The following song ‘Holy City’ is the album’s prime Motown/Hi label-influenced pop fusion, a brilliantly instinctive lead single inspired by a visit to Jerusalem’s Wailing Wall and understanding people find ecstasy in different ways, from praying to making music. The track’s atmospheric closing scat-rap is from Reggie Watts: “he’s an incredibly inspired musician as well as being a comedic genius,” ventures Joan, “he challenges you to think much deeper, but in a way that’s subtle plus he’s so comfortable, natural and sensual in his body. I hadn’t known him personally, but I contacted him through mutual friends, and a week later, he was recording on my record with the freedom to do what he wanted. It felt very magical.”
After the following triple whammy of ‘The Classic’, ‘Good Together’ and ‘Get Direct’ comes the warm, brooding ‘What Would You Do’ (about “trusting your instinct, to step in when a friend is being self-destructive and no one else seems to have noticed”) that fades to a gorgeous, meditative coda of just Joan and baritone sax. ’New Years Day’ maintains the stark and poised mood with its exquisite pale strings and the acknowledgement that, “I've got to always challenge myself to admit my weaknesses. I can often behave like I'd be able to conquer anything and I've got to constantly remind myself and my pride to ask for help when I need it.”
Like ‘Holy City’, ‘Shame’ is funky, faster and festooned with horns, underlining the message from ‘Witness’ that, “we learn to trust ourselves. I wanted to write a song that mocked shame by making it a quick R-n-B gotsta-move-your-body tune.” The Classic draws to a close with the sultry, serene ballad ‘Stay’ and the finale ‘Ask Me’ that unexpectedly rocks a gentle reggae beat: “it was the treatment for the song that felt the most natural, the most buoyant. For me, it's the chocolate mousse at the end of the meal; the last words being 'Let's keep it going'.
As if Joan sub-consciously knew that things would work out, her decision to remain single for as long as she did – “to calm the fuck down; chill the fuck out, and reconnect to myself” - were rewarded by recently meeting, “a magical man. Being on my own for a long time - the longest since I was 12, I do believe! - was really challenging and ultimately the best thing I could ever have done.”

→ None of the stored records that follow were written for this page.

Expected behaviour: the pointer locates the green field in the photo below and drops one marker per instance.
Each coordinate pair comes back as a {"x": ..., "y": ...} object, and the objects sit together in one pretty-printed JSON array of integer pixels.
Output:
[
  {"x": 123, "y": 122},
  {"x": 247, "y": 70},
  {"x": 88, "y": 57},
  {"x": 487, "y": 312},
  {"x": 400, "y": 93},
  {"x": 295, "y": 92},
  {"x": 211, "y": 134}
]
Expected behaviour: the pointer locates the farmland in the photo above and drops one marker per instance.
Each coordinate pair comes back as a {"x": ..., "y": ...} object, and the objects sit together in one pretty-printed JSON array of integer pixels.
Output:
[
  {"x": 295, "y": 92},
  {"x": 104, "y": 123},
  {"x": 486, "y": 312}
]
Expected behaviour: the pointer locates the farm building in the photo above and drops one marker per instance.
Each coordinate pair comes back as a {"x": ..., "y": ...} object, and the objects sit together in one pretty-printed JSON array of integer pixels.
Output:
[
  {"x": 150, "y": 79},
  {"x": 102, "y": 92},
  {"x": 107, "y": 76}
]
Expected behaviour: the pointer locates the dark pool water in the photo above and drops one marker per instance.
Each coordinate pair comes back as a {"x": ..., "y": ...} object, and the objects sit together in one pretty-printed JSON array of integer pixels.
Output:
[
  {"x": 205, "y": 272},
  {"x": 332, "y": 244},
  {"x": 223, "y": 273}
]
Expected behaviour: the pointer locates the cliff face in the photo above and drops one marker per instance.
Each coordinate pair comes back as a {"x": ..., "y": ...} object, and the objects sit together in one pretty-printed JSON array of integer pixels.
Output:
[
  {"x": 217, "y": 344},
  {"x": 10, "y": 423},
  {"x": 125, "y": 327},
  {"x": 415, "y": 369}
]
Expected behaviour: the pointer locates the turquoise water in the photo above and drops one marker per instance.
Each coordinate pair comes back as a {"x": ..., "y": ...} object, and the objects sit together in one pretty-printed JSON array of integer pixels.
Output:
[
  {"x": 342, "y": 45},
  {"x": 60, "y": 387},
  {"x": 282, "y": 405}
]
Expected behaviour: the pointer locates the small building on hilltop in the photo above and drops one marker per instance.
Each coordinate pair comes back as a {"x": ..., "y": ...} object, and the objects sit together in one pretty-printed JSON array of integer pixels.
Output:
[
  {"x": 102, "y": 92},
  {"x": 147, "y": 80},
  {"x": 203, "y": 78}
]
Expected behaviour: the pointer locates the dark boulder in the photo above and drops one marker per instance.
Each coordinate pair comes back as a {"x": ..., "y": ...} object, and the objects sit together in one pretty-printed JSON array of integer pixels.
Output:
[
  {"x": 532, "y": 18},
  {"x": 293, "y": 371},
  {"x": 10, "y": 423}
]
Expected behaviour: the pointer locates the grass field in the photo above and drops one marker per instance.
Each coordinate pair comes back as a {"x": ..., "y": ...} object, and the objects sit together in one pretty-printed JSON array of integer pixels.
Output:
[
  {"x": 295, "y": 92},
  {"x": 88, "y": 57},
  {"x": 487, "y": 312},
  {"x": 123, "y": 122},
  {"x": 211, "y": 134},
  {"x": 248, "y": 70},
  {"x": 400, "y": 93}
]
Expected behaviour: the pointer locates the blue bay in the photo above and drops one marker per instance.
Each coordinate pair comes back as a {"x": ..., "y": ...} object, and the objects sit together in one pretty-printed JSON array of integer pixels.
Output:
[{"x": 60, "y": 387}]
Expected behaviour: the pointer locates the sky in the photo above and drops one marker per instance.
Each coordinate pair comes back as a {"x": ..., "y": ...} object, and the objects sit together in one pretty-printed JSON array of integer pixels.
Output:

She also has a magical album that’s come out of the process. It even has a cover photo that her pal Antony Hegarty thinks finally reflects her true “essence”, as she looks directly into the camera for a change, the way she has confronted her feelings all the way through this album. Antony will doubtless also think Joan As Police Woman has achieved their best album yet: musically, spiritually and emotionally, The Classic is a tour de force, and like the best soul music, has an uplifting emotional and satisfying pay-off – to know we’re alive, facing the future, and working it out.